Abstract

Chief Complaint and Presenting Problem
C. was a 16-year-old adolescent boy with a history of autism spectrum disorder (ASD), intellectual disability (ID), and cerebral palsy (CP) who was brought to the emergency department (ED) by his mother due to worsening aggression and erratic behavior.
History of Present Illness
Mother reported that C. had been a quiet and reserved child with an abrupt change in mood and behaviors at the onset of adolescence, around age 12 years, including aggression, impulsivity, and poor frustration tolerance. He had a history of multiple psychiatric inpatient admissions and outpatient treatment including medication management and therapy; however, symptoms had been difficult to control. C's behavior continued to escalate into a more threatening nature, appearing more disorganized, leading to his current referral to the ED.

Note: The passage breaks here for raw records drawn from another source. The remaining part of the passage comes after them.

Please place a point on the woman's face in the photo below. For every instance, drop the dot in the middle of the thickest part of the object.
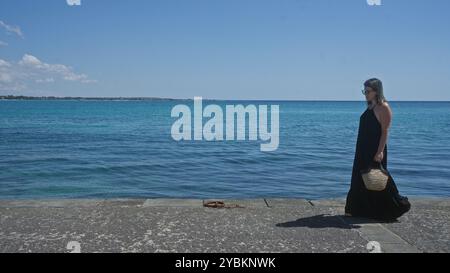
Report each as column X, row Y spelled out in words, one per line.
column 369, row 93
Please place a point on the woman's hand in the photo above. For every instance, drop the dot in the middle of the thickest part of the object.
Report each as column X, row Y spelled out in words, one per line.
column 378, row 157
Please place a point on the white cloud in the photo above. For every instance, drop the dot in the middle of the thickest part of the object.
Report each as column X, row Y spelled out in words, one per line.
column 12, row 29
column 66, row 72
column 30, row 70
column 4, row 63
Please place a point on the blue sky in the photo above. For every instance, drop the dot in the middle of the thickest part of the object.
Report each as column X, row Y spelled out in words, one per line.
column 225, row 49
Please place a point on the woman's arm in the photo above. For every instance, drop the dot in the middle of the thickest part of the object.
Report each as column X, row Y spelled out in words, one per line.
column 385, row 116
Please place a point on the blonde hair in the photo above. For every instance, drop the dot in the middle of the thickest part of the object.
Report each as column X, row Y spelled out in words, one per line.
column 377, row 86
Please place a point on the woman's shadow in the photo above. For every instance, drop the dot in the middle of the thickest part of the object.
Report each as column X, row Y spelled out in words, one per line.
column 331, row 221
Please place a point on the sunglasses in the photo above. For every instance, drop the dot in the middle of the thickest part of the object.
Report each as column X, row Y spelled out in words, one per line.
column 366, row 91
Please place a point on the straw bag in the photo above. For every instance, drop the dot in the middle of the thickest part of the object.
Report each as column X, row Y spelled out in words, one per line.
column 375, row 177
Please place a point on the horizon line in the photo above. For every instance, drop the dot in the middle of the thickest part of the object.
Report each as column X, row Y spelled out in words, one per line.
column 25, row 97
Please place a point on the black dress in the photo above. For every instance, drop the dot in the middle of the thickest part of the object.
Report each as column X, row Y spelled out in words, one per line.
column 387, row 204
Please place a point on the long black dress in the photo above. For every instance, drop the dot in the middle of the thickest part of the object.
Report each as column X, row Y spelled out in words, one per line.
column 387, row 204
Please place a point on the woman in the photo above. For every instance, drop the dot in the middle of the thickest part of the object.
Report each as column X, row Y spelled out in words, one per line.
column 371, row 148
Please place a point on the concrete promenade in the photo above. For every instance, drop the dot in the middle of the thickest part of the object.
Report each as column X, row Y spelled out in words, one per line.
column 185, row 225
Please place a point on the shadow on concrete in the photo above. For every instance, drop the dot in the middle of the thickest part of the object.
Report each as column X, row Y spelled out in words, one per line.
column 328, row 221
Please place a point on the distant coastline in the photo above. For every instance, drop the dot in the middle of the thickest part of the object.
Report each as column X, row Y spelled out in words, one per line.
column 12, row 97
column 21, row 97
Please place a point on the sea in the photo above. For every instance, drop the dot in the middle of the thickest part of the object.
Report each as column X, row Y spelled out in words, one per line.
column 124, row 149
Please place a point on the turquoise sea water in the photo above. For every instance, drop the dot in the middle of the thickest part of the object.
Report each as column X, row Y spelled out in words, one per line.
column 103, row 149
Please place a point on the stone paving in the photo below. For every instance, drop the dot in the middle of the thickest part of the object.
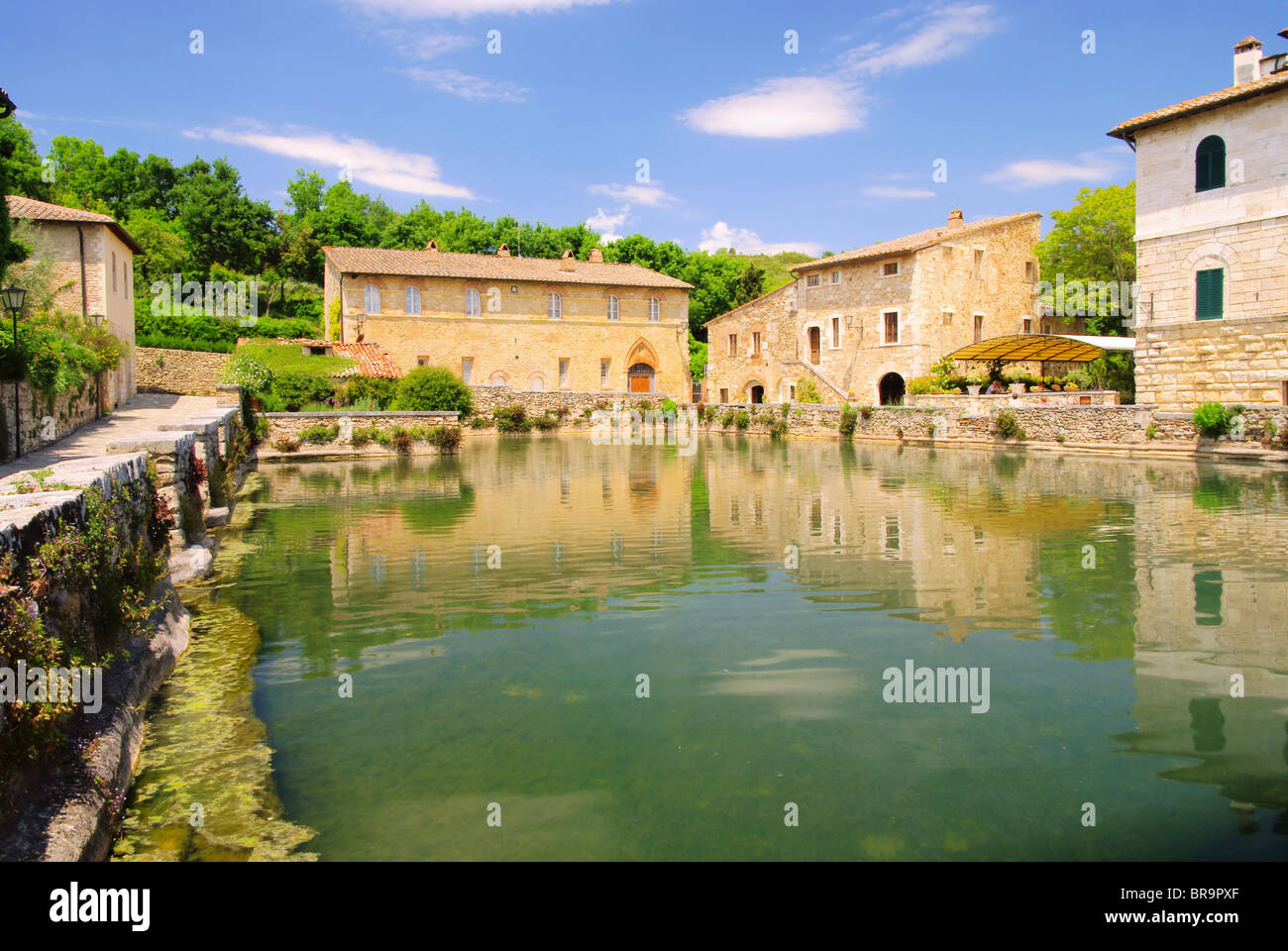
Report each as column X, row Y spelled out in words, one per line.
column 142, row 414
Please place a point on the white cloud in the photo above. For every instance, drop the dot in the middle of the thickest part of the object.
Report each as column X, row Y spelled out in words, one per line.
column 644, row 193
column 935, row 37
column 894, row 192
column 385, row 167
column 413, row 46
column 745, row 241
column 464, row 9
column 475, row 88
column 1035, row 172
column 784, row 108
column 606, row 224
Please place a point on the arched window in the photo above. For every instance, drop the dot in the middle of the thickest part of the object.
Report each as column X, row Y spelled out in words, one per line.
column 1210, row 163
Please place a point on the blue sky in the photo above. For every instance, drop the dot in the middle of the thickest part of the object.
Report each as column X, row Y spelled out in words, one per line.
column 831, row 147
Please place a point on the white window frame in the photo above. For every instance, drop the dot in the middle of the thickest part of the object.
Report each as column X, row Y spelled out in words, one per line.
column 898, row 328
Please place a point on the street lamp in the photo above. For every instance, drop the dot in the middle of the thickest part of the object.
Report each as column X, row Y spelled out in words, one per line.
column 12, row 299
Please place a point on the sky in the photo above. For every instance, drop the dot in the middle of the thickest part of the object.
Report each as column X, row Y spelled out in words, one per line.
column 765, row 127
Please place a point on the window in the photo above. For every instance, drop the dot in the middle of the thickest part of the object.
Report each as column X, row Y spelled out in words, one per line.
column 892, row 326
column 1210, row 163
column 1209, row 294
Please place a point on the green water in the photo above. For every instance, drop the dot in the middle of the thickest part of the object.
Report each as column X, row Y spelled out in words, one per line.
column 509, row 676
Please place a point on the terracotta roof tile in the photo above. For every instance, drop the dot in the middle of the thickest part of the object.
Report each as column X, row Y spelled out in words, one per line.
column 913, row 243
column 21, row 206
column 397, row 262
column 1245, row 90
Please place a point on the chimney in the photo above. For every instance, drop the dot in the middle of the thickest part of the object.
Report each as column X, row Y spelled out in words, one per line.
column 1247, row 60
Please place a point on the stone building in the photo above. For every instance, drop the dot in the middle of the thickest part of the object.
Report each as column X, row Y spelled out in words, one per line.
column 532, row 324
column 1212, row 240
column 94, row 272
column 862, row 324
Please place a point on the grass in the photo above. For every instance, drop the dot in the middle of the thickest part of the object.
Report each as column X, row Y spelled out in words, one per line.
column 288, row 359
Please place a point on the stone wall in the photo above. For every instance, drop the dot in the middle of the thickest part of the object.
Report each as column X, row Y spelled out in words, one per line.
column 1228, row 361
column 178, row 371
column 44, row 420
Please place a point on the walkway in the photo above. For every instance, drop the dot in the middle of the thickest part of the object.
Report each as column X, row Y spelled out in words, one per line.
column 140, row 415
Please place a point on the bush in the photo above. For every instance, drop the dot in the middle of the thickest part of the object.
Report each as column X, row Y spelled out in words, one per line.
column 433, row 388
column 806, row 390
column 320, row 433
column 1212, row 420
column 849, row 419
column 510, row 419
column 1009, row 427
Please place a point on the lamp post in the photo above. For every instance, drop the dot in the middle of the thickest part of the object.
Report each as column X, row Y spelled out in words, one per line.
column 12, row 299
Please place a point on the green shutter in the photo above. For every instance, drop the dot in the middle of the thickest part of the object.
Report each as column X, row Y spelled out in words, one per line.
column 1210, row 294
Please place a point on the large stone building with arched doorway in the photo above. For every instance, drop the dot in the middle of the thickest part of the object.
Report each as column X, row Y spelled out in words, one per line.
column 529, row 324
column 861, row 325
column 1212, row 241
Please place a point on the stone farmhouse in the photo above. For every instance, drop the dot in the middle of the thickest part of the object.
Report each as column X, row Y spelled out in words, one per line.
column 93, row 261
column 1212, row 240
column 531, row 324
column 862, row 324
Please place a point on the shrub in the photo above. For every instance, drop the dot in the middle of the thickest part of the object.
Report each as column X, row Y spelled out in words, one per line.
column 511, row 419
column 849, row 418
column 433, row 388
column 1212, row 420
column 320, row 433
column 1009, row 427
column 806, row 390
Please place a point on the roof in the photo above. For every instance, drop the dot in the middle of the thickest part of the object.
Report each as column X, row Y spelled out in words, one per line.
column 370, row 359
column 1074, row 350
column 387, row 261
column 913, row 243
column 1245, row 90
column 21, row 206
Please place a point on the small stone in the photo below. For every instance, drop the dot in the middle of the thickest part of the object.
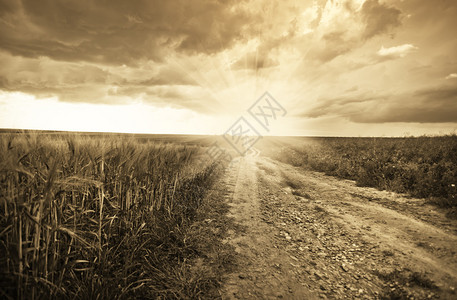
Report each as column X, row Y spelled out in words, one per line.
column 344, row 267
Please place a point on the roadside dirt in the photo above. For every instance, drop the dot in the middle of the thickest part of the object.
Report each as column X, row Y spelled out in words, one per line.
column 305, row 235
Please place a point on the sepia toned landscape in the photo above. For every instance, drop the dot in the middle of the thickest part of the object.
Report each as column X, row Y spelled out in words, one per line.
column 208, row 149
column 88, row 216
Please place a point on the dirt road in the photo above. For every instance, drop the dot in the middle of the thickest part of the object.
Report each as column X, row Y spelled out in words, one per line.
column 304, row 235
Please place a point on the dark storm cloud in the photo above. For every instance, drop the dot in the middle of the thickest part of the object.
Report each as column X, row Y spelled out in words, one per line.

Mother referred C. for worsening aggression, including punching staff at school, and becoming violent at home, scratching, and hitting family. Mother also reported that C. threatened his outpatient therapist, leading her to terminate care and discharge him from the clinic due to safety concerns.

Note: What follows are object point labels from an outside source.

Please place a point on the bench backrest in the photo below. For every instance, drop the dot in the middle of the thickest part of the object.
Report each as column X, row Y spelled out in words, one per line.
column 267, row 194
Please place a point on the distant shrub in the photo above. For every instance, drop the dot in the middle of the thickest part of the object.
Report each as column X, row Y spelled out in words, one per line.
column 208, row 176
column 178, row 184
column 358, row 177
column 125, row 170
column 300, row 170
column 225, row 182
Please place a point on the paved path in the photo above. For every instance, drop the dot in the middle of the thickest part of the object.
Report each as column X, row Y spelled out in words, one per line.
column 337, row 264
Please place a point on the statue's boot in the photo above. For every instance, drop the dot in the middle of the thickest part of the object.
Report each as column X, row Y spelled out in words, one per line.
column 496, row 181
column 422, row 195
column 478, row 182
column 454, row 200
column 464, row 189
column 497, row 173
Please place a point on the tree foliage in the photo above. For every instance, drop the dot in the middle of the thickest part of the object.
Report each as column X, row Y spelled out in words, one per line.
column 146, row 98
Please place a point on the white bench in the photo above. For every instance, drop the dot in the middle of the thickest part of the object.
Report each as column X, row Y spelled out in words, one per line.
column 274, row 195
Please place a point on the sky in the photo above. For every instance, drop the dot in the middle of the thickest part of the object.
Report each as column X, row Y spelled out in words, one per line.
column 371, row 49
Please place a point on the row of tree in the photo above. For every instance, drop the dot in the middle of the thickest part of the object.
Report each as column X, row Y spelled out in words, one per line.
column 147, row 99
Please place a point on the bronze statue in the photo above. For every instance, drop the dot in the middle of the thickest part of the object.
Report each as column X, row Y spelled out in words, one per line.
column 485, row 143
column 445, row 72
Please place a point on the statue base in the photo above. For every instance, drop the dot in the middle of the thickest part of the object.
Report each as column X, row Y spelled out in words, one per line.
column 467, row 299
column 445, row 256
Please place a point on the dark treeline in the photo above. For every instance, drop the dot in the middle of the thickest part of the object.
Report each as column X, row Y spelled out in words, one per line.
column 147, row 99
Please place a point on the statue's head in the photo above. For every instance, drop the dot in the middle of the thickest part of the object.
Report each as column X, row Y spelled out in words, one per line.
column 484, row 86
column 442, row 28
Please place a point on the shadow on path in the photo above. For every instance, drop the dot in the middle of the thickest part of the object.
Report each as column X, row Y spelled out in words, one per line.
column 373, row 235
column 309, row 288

Upon initial evaluation in the ED, C. was disorganized, hyperverbal, with pressured speech, and flight of ideas. C. frequently changed the topic of conversation, was difficult to interrupt, and spoke of illogical and vague ambitions for the future. Mother reported prior episodes in which C. had reported feeling down and depressed, followed by elevated affect, pressured speech, and apparent decreased need for sleep and goal-directed activity over the past 2 to 3 weeks.
Psychiatric History
Mother reported that C.'s symptoms began around age 12 years, with abrupt changes in mood and behavior. Over the next 6 months, symptoms progressed with outbursts of violent behavior, which progressed to causing physical harm to parents, siblings, and staff at school. At that time, mother noted impulsivity and hypersexuality, reportedly masturbating up to six to eight times per day. Shortly after C. turned 13 years old, he was hospitalized in an inpatient psychiatric unit at an outside facility, which, as per parents, was the first time he was seen by a psychiatrist. He was started on clonidine 0.1 mg po bid for impulsivity and mirtazapine 15 mg po qhs for mood and sleep and was discharged with outpatient follow-up.

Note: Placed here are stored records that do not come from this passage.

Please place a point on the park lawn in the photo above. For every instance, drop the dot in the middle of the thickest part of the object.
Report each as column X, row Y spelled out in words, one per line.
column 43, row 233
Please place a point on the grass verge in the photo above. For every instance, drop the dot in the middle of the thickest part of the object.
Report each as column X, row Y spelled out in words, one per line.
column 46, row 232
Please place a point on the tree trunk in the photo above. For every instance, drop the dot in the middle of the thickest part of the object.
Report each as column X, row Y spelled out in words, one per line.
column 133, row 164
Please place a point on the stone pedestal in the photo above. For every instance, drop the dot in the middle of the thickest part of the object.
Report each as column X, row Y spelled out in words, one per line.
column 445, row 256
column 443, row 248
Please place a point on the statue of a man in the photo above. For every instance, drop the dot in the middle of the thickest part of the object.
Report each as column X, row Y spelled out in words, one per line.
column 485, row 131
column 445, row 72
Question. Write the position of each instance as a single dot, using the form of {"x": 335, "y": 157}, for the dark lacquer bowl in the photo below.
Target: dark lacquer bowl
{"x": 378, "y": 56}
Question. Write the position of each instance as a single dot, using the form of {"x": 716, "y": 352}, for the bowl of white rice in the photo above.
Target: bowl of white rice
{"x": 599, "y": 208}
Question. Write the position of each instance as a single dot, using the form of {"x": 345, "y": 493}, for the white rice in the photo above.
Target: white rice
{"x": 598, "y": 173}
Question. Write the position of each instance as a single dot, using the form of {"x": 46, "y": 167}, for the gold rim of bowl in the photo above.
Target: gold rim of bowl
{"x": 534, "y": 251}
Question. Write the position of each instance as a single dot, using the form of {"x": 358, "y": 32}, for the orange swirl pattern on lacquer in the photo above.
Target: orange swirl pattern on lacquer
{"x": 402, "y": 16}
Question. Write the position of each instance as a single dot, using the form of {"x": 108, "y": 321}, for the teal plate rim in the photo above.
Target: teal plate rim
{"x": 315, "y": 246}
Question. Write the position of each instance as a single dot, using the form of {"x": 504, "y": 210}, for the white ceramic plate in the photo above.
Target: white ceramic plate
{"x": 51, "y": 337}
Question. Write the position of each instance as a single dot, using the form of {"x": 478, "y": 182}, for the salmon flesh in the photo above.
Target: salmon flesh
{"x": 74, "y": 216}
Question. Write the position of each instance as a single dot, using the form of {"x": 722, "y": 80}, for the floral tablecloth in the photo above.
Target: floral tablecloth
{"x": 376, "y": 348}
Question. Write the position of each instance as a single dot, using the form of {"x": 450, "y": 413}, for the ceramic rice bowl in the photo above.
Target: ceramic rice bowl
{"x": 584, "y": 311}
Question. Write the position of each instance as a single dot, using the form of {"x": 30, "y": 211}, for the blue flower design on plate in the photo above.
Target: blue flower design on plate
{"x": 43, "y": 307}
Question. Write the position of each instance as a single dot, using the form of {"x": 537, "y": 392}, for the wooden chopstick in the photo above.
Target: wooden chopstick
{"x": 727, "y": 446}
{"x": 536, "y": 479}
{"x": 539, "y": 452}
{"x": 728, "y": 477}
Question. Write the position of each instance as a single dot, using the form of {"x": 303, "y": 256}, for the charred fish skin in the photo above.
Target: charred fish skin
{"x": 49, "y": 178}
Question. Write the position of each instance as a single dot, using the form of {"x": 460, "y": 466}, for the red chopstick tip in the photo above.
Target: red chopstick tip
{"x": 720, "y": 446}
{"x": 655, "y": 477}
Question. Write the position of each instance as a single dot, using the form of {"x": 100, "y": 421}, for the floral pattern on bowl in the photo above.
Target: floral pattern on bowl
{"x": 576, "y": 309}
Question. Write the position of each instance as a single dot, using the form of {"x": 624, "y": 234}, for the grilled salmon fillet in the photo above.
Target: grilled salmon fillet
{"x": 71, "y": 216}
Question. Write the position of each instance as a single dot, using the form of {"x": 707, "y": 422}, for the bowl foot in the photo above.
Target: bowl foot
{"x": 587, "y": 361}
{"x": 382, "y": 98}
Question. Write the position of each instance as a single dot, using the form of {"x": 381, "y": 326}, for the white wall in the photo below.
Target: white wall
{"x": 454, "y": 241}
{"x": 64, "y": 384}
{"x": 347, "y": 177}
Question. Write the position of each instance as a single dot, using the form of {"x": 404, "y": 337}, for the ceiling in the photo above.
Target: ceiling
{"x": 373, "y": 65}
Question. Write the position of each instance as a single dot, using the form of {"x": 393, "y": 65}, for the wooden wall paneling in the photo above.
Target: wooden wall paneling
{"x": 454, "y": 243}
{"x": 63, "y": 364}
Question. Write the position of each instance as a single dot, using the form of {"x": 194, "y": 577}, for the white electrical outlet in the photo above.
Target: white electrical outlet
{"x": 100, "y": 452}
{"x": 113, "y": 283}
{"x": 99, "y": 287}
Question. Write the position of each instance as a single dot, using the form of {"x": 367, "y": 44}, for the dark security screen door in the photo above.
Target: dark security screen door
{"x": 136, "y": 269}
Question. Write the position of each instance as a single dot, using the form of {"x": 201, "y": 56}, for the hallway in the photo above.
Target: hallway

Aggressive behavior continued and the patient was admitted 5 weeks later to an academic medical psychiatry inpatient unit. Mirtazapine 15 mg po qhs was continued for mood and sleep; clonidine was discontinued, and he was started on risperidone 1 mg po qhs for aggressive behavior in the context of ASD, ID, and CP. He was discharged to outpatient follow-up.
Over the next 2 years, C. was followed on an outpatient basis at another facility, and symptoms were reported to have been well controlled with medication management and behavior therapy. During this time, lorazepam 1 mg po qhs was added for sleep and anxiety, risperidone was discontinued due to cramps in the right calf, and aripiprazole 5 mg po daily was started. There were no other reported inpatient admissions during this period.
At age 15 years, C. was briefly admitted for observation of worsening aggression with bizarre behavior and paranoia. Mother reported that he had become suspicious and distrustful, felt that family was after him, and became sexually preoccupied with his behavior therapist, and made comments about strangers impregnating his sister. Violence escalated such that C. tore off his mother's shirt sleeve and scratched her, bent her wrist joint backward, and destroyed items around the house. He was subsequently discharged on home medication regimen. During outpatient follow-up with psychiatry, lorazepam dose was decreased to 0.5 mg and zonisamide 50 mg was started for “anger management”; there was no reported history of seizures for which zonisamide was indicated.
C. presented to the academic psychiatry ED 5 weeks later with ongoing symptoms of aggression and was admitted to the inpatient unit for treatment. During admission, mirtazapine was tapered and discontinued; sertraline was started for impulsivity, and hydroxyzine was started for insomnia. C. was discharged to outpatient follow-up on aripiprazole 10 mg po daily, zonisamide 50 mg po daily, sertraline 25 mg po daily, and hydroxyzine 50 mg po qhs. He continued with outpatient follow-up and hydroxyzine and zonisamide were discontinued gradually. However, aggressive symptoms persisted, ultimately leading to the current presentation to the ED and admission to inpatient psychiatry.
Developmental History
C. was the product of an uncomplicated full-term pregnancy. He was born through spontaneous vaginal delivery in Cuba, reportedly weighing 8 pounds, and was subsequently discharged home with parents after a routine 3-day hospital stay. Although attempts to confirm birth records were unsuccessful, recall bias was suspected, as there were no other clinical conditions suggestive of significant fetal macrosomia.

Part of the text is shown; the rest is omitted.